Use reasoning models to clarify what you want, then use coding agents to implement it. Don’t mix both in the same chaotic prompt. - 2. Treat the context window as a resource.
Curate what the agent sees: give it the minimal but sufficient context for the task at hand. Don’t flood it with the entire repo. - 3. Build loops, not monologues.
Design feedback loops: plan → implement → test → review → refine. Represent them explicitly, e.g. in a Petri net. - 4. Keep humans in the loop.
Critical decisions, security-sensitive actions and architecture-level changes still need human judgment. - 5. Isolate execution.
Run dangerous or irreversible actions (deployments, scripts, migrations) in controlled command transitions on remote executors. - 6. Observe everything.

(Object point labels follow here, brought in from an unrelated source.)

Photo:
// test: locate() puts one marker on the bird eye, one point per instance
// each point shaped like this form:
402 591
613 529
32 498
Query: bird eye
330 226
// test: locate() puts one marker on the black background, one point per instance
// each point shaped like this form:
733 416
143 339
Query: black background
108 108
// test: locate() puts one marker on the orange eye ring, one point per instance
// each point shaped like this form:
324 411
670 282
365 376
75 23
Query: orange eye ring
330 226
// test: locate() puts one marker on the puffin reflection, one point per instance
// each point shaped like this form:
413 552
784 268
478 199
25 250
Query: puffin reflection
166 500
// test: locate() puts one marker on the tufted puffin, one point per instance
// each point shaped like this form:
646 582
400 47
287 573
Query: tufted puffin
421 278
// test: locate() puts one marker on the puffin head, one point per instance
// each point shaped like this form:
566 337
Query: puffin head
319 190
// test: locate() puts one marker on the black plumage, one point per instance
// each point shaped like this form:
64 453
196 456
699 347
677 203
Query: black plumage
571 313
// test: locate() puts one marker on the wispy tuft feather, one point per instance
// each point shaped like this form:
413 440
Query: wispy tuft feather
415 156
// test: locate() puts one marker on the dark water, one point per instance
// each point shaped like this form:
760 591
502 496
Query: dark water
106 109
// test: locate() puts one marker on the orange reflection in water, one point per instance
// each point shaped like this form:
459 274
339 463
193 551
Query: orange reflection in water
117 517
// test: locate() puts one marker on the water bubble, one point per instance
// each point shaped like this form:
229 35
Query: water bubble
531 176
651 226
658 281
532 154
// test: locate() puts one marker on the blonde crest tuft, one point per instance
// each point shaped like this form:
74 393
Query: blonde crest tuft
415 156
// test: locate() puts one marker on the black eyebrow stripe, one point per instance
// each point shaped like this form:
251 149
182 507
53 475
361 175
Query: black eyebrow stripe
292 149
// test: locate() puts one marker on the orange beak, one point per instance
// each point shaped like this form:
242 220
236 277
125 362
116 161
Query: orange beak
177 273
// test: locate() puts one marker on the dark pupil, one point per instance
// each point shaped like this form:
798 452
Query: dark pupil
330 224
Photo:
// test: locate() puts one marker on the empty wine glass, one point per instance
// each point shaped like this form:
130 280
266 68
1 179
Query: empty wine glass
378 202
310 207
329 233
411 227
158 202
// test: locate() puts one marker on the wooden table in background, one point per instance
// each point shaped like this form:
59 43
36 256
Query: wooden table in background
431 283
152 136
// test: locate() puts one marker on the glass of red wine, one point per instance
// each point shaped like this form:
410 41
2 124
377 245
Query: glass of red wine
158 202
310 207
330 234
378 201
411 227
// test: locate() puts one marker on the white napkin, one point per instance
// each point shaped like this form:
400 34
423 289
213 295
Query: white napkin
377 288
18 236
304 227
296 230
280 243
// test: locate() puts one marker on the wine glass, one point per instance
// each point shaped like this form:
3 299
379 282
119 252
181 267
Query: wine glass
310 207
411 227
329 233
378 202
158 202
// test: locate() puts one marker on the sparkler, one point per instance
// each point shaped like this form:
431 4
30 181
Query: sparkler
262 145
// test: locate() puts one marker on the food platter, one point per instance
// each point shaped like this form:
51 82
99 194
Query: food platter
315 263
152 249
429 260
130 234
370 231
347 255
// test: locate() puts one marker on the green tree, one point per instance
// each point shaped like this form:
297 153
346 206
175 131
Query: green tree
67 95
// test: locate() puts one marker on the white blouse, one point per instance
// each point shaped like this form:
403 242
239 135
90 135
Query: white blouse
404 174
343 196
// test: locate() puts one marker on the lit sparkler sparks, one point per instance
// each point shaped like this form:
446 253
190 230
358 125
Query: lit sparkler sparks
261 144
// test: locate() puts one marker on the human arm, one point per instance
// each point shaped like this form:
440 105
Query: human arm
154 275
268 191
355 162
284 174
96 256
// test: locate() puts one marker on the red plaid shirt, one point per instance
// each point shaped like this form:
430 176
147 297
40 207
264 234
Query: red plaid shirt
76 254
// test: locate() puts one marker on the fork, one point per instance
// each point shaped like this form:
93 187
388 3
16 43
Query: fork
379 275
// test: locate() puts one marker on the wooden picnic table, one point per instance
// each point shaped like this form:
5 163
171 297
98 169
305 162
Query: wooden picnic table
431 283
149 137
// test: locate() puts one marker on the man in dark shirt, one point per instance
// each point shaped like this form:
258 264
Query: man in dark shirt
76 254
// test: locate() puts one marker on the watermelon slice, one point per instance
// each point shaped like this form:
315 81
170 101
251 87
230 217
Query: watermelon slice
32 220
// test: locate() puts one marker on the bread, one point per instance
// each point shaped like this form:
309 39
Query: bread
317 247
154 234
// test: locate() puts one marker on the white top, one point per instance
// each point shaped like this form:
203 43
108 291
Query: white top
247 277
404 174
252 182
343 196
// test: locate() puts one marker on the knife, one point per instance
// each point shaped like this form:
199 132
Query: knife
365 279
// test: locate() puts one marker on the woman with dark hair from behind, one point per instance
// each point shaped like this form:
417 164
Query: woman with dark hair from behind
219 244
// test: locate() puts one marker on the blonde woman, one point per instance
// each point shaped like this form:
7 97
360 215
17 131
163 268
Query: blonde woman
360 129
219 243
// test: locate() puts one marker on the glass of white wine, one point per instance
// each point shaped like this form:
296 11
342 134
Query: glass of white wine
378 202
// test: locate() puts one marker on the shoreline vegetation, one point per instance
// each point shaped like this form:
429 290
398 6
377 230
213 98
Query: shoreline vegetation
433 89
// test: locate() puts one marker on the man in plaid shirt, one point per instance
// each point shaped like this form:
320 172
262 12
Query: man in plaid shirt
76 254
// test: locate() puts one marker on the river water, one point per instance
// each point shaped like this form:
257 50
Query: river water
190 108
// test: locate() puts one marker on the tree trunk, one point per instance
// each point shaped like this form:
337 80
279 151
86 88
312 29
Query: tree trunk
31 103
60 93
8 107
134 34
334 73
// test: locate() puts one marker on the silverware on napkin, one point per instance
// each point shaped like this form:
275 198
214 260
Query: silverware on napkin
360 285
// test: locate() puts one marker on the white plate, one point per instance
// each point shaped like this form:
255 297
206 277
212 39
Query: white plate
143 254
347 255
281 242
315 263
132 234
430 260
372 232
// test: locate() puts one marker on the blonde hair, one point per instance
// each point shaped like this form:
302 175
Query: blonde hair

Ensure that transitions create metrics and logs. See where tokens flow. Use dashboards to understand your agentic system. - 7. Accept that LLMs are fallible.
Build guardrails, retries, validation steps and rollback strategies, instead of expecting the agent to “just be right.”
Conclusion: Adding a Real Architecture Around Vibecoding
Vibecoding is here to stay. It’s too powerful and too convenient to disappear. But as systems grow, as we start letting agents touch production, as we connect them to email, Git, Kubernetes, billing and more, we simply cannot afford to rely on vibes alone.
We need structure:
- Structure in how we plan (reasoning loops).
- Structure in how we code (coding agents as transitions).
- Structure in how we execute (command transitions and remote executors).
- Structure in how we orchestrate everything (Petri nets, tokens, observability).
Large language models are amazing pattern machines, but they are not yet reliable strategic decision-makers. They can simulate logic, but they do not possess a stable global objective. That’s why we need this extra architectural layer – a formal, observable, controllable system that uses LLMs as components, not as gods.
For me, that layer is deeply inspired by Petri nets, event-driven architecture and distributed systems. For you, it might look slightly different. But the core idea will be the same:
Don’t just ask the agent to build the system. Build the system that safely and intelligently uses agents.
That’s the essence of what I’ve been working out here – and it’s only the beginning.